In a further analysis of my geography/ mapping project, I have decided to take up Professor Kwa’s suggestion and investigate the Chinese-style diner. Before entering the diner, I was not exactly sure what I would expect. Would there be a mix of American and Chinese food? Did the inside look like a traditional diner, similar to the restaurant’s stainless steel exterior?
Upon walking into Chung Sing, I realized that this restaurant was definitely not a diner. Although it was adorned with booths and a diner-stye tables, there was nothing in the interior of the restaurant that truly stood out as a traditional diner, especially in the context of Ruby’s Diner and Minella’s Diner.
*Note: The clientele were solely Americans. There was not a specific age-group/ type of person that seemed to visit the restaurant.
The light fixtures were decorated with Chinese characters, the traditional counter that is a staple at any diner was missing and set-up of the table was akin to a fast-food Chinese restaurant. Taken aback, I was quickly seated by one of the two native-Chinese employees. Without inquiring, the waiter quickly brought me tea, fried wontons, duck sauce and water.
But, something irked me right away about this set-up. After studying abroad in China, I expected mainly green tea (绿茶） with the exception of the occasional (红茶) to be served at a majority of restaurants. However, the tea that Chung Sing served me was clearly English Breakfast tea with honey in it. This was very unexpected and was the first sign of something more “diner-like” or “Western-like,” other than the architecture, at the restaurant.
The waiter also presented me with the menu, which I eagerly perused.

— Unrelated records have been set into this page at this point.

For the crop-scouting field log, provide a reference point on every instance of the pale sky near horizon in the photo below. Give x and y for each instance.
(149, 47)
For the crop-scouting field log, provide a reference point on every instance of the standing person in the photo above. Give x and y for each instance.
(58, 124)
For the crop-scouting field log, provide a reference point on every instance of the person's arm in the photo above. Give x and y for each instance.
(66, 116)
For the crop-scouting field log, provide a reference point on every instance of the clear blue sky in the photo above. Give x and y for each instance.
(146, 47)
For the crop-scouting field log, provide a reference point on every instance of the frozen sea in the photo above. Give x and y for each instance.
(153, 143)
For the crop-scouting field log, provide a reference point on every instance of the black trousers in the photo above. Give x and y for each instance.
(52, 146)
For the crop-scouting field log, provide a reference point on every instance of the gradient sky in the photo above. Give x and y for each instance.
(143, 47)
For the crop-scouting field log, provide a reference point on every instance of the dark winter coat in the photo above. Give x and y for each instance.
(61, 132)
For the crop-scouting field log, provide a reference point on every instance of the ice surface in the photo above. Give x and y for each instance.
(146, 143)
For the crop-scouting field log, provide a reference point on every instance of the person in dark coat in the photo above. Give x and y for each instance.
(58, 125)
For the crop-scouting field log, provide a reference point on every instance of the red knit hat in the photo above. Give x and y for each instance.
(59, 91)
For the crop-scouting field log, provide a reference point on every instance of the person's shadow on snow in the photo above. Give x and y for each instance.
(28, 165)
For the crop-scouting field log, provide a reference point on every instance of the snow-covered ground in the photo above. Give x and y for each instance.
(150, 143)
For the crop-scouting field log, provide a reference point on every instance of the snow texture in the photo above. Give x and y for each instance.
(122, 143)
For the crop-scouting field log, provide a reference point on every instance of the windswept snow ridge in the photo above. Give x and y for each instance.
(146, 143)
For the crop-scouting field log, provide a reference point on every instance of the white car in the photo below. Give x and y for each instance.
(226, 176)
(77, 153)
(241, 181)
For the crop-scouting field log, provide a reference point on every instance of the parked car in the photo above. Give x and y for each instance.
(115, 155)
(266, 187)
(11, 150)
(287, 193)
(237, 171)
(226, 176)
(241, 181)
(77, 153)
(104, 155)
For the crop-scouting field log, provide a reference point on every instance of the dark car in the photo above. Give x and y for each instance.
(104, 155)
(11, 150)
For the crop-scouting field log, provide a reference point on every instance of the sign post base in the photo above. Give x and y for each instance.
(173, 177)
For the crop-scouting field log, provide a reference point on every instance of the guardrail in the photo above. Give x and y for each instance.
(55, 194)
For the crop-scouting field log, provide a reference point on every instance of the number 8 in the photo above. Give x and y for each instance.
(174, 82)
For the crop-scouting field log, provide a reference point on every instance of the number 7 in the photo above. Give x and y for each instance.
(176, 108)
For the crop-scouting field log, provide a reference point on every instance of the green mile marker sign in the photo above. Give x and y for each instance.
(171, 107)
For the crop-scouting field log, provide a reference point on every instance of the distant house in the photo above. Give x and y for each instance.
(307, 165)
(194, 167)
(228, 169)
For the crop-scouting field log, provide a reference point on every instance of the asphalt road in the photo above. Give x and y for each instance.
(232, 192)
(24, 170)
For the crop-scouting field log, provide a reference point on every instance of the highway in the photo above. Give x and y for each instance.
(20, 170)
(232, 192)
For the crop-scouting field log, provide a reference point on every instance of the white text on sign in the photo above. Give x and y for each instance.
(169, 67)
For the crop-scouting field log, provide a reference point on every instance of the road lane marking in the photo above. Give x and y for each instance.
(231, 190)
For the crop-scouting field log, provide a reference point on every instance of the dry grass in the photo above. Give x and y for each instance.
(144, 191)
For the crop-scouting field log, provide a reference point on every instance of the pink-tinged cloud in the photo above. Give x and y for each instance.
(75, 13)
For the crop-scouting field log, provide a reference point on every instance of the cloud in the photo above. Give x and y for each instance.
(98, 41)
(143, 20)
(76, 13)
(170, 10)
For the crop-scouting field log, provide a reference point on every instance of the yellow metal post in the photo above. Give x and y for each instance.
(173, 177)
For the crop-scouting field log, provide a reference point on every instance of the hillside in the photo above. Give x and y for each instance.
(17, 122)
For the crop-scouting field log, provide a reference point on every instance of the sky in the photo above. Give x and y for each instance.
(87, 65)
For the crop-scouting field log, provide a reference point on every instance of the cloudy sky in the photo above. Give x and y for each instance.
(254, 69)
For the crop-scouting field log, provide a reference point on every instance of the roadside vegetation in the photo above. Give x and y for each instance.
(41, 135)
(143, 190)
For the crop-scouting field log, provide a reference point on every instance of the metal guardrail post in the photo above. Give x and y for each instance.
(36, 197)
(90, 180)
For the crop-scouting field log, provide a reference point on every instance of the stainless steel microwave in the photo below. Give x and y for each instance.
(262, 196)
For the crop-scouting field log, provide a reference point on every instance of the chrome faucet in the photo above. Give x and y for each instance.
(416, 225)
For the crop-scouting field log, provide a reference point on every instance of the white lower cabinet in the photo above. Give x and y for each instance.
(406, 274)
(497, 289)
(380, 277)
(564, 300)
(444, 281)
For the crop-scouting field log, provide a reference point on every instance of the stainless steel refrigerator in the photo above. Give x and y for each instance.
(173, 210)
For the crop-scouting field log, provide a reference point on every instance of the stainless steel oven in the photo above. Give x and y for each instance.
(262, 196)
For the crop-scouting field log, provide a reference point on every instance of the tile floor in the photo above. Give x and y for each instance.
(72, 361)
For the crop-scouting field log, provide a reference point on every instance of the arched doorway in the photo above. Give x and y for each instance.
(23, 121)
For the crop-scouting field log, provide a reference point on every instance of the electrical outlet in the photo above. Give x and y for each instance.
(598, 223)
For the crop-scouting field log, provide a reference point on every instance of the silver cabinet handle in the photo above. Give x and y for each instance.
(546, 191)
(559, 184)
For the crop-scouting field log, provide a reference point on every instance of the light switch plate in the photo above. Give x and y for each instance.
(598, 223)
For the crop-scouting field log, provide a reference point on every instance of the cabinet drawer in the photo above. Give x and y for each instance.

In terms of contemporary times and my experience with Chinese menus, this menu seemed more akin to a fast-food Chinese restaurant. It presented the essentials to any Chinese-American establishment, such as “Broccoli and Beef,” “General Tso’s Chicken,” and “Kung Pao Chicken.” However, after completing my projects this semester, it seemed to me that this menu was similar to the New York Public Library’s Archive of Menus and included dishes that were popular in the early 20th century during the height of Chinese food establishments. The menu included the dish that we re-created in our cooking project, Moo Goo Gai Pan, as well as the mix of a type of meat and vegetables congealed with a brown soy-sauce mixture. Because I was very hungry, I decided to start with pork-fried dumplings (which were delicious!) and the “House Special Duck.” I thought that this was a very interesting dish because it incorporated basically everything on the menu. It included: “sauteed with jumbo shrimp, chicken, roast pork and Chinese vegetables in a Brown sauce cover with deep fried duck.”
All in all, I truly recommend Chung Sing. The food was phenomenal. And, I am not the only person to think that. Several Yelp reviews have confirmed that Chung Sing is a deadly combination of low prices and good food. Another interesting observation about the restaurant is that for certain dishes, it offered free dessert. These desserts ranged from cookies to ice cream to cake. If your dish did not include dessert, like mine did, you were still offered an orange and fortune cookies.
This aspect of Chung Sing confirmed my initial hunch that the restaurant has been Americanized, as many other Chinese have adapted and change in order to create an unique cultural fusion of food. After a brief conversation with the waiter, who do not have a a lot of time to answer questions, I found out that Chung Sing is a family-owned businesses, which is similar to many other diners, including Minella’s Diner. The owners of Chung Sing have owned the building for 35 years. Beforehand, the restaurant actually was a diner. The waiter believed the name of the diner was called “Big Al’s,” which specialized in hot-dogs and hamburgers. Overall, Chung Sing, in both the restaurant’s architecture and its menu, has adapted a classic American emblem into its own individual Chinese-American blend.